BUG: KeyError when loading csv with NaNs #56929

CYHSM · 2024-01-17T14:10:03Z

Pandas version checks

I have checked that this issue has not already been reported.
I have confirmed this bug exists on the latest version of pandas.
I have confirmed this bug exists on the main branch of pandas.

Reproducible Example

# Define parameters for data
nan_rows = 3
random_rows = 7
total_rows = nan_rows + random_rows

# With two levels
level1 = ['Level 1'] * 1  
level2 = ['Level 2'] * 1 

# Combine these lists to create a MultiIndex for columns
columns = pd.MultiIndex.from_arrays([level1, level2], names=['level1', 'level2'])

# Create dummy data
data = np.random.rand(total_rows, len(columns))
data[:nan_rows, :] = np.nan 
df_complex = pd.DataFrame(data, columns=columns)

# Save the DataFrame as a CSV
csv_filename_complex = 'example_data_complex.csv'
df_complex.to_csv(csv_filename_complex)

# Load the data back with header=[0, 1] and index_col=0
loaded_df_complex = pd.read_csv(csv_filename_complex, header=[0, 1], index_col=0)

# NaN in row 0 is ommited:
print(loaded_df_complex.head(total_rows))

# Also throws a KeyError when indexing into it
try:
    loaded_df_complex.loc[0]
    print('Works')
except KeyError:
    print('Does not work')

Issue Description

When loading back a CSV file previously saved using pandas, the first row is omitted if it contains NaN values. The problem seems to be the default behaviour for replacing NaN with ''. If we force replacement to be 'NaN' the same example works, see below:

Maybe related Issue: #55803

Expected Behavior

# Define parameters for data
nan_rows = 3
random_rows = 7
total_rows = nan_rows + random_rows

# With two levels
level1 = ['Level 1'] * 1  
level2 = ['Level 2'] * 1 

# Combine these lists to create a MultiIndex for columns
columns = pd.MultiIndex.from_arrays([level1, level2], names=['level1', 'level2'])

# Create dummy data
data = np.random.rand(total_rows, len(columns))
data[:nan_rows, :] = np.nan 
df_complex = pd.DataFrame(data, columns=columns)
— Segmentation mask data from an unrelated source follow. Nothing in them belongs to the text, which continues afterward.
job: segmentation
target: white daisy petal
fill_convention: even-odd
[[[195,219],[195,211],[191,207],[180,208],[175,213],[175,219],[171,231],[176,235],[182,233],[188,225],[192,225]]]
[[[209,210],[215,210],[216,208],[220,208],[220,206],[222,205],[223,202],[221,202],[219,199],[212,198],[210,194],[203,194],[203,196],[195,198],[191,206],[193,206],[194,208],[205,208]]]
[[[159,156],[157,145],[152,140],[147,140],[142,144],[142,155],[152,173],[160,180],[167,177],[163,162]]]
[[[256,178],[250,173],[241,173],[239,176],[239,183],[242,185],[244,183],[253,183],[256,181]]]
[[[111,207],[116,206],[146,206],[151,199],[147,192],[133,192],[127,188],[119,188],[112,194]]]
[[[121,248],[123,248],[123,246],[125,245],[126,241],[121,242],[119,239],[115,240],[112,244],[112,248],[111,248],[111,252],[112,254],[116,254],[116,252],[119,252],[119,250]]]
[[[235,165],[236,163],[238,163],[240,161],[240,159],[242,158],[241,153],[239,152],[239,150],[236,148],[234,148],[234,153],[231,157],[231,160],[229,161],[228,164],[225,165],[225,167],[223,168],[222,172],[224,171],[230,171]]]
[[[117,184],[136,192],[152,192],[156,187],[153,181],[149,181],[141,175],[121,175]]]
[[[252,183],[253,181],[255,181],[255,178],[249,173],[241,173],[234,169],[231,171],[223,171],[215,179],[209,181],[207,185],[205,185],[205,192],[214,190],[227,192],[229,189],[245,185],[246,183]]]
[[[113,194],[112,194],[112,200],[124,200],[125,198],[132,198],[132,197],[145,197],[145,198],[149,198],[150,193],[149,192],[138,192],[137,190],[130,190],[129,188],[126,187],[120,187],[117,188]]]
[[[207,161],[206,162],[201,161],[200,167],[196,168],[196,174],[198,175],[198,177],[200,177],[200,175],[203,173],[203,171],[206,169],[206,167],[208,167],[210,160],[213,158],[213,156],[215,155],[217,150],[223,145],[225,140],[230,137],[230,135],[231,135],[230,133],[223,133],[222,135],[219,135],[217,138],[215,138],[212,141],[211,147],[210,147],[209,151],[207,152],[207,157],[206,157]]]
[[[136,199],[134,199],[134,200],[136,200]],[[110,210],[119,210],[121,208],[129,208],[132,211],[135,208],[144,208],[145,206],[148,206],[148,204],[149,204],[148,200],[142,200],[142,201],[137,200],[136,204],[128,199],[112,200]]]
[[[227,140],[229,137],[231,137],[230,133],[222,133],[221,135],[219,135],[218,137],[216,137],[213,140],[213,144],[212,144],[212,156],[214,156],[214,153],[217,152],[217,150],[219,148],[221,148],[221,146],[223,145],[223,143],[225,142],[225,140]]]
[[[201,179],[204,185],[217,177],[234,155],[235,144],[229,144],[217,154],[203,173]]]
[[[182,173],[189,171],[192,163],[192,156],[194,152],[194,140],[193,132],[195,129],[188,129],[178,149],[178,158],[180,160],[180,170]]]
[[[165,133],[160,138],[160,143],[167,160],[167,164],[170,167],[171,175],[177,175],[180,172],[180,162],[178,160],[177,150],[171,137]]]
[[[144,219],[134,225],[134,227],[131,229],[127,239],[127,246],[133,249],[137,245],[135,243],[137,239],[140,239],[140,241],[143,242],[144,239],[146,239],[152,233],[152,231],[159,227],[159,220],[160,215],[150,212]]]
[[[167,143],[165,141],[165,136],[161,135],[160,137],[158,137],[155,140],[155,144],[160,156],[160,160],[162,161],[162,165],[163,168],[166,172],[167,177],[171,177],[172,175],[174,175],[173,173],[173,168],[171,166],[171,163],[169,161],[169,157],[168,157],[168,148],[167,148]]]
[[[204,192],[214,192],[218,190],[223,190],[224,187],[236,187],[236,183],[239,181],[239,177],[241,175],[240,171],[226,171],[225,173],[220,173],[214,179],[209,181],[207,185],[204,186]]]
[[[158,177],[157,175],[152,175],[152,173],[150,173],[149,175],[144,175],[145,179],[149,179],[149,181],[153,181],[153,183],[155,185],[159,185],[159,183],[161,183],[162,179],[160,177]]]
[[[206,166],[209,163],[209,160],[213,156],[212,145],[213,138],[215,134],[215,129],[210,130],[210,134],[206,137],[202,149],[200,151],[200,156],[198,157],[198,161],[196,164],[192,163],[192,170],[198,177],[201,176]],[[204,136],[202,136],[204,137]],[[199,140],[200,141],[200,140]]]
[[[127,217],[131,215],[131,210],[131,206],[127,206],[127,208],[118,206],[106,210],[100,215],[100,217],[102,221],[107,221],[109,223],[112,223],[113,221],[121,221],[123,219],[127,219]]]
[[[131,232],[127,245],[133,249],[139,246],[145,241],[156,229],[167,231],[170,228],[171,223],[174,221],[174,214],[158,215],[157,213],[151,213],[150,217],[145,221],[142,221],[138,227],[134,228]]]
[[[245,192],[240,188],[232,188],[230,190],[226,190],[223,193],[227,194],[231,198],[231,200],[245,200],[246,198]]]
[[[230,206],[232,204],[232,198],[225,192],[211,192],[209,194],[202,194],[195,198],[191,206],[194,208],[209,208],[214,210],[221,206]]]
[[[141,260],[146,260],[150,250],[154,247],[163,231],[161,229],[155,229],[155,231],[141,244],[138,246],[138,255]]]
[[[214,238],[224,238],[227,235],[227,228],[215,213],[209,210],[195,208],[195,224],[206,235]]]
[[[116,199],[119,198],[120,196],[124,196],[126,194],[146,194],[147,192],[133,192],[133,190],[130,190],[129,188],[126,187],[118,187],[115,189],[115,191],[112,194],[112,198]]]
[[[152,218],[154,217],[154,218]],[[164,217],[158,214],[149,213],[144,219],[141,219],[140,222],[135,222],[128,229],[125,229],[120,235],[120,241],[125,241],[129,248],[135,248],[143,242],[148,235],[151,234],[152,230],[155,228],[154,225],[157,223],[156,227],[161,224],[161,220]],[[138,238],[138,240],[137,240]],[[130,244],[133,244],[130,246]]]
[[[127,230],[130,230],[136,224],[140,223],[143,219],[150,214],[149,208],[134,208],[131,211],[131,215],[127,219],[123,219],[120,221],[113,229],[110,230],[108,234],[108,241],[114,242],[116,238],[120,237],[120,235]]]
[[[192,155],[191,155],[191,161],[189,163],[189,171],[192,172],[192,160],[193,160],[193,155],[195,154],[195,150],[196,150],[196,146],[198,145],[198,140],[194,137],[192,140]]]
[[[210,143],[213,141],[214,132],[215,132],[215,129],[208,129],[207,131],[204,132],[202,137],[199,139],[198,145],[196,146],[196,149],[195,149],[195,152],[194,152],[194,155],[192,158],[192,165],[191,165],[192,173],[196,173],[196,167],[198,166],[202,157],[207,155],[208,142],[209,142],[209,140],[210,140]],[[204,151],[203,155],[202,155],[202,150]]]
# Save the DataFrame as a CSV
csv_filename_complex = 'example_data_complex.csv'
df_complex.to_csv(csv_filename_complex, na_rep='NaN')

# Load the data back with header=[0, 1] and index_col=0
loaded_df_complex = pd.read_csv(csv_filename_complex, header=[0, 1], index_col=0)

# NaN in row 0 is not ommited:
print(loaded_df_complex.head(total_rows))

# Also throws a KeyError when indexing into it
try:
    loaded_df_complex.loc[0]
    print('Works')
except KeyError:
    print('Does not work')

Installed Versions

INSTALLED VERSIONS

commit : 0f43794
python : 3.8.16.final.0
python-bits : 64
OS : Linux
OS-release : 5.15.0-91-generic
Version : #101~20.04.1-Ubuntu SMP Thu Nov 16 14:22:28 UTC 2023
machine : x86_64
processor : x86_64
byteorder : little
LC_ALL : None
LANG : en_US.UTF-8
LOCALE : en_US.UTF-8

pandas : 2.0.3
numpy : 1.24.3
pytz : 2023.3
dateutil : 2.8.2
setuptools : 67.8.0
pip : 23.1.2
Cython : 3.0.0
pytest : 7.4.0
hypothesis : None
sphinx : 7.1.0
blosc : None
feather : None
xlsxwriter : None
lxml.etree : None
html5lib : None
pymysql : None
psycopg2 : None
jinja2 : 3.1.2
IPython : 8.12.2
pandas_datareader: None
bs4 : 4.12.2
bottleneck : None
brotli : None
fastparquet : None
fsspec : None
gcsfs : None
matplotlib : 3.7.1
numba : None
numexpr : 2.8.4
odfpy : None
openpyxl : None
pandas_gbq : None
pyarrow : None
pyreadstat : None
pyxlsb : None
s3fs : None
scipy : 1.10.1
snappy : None
sqlalchemy : None
tables : 3.8.0
tabulate : None
xarray : None
xlrd : None
zstandard : None
tzdata : 2023.3
qtpy : 2.4.1
pyqt5 : None

The text was updated successfully, but these errors were encountered:

rhshadrach · 2024-01-17T21:21:18Z

Thanks for the report! Confirmed on main, further investigations and PRs to fix are welcome!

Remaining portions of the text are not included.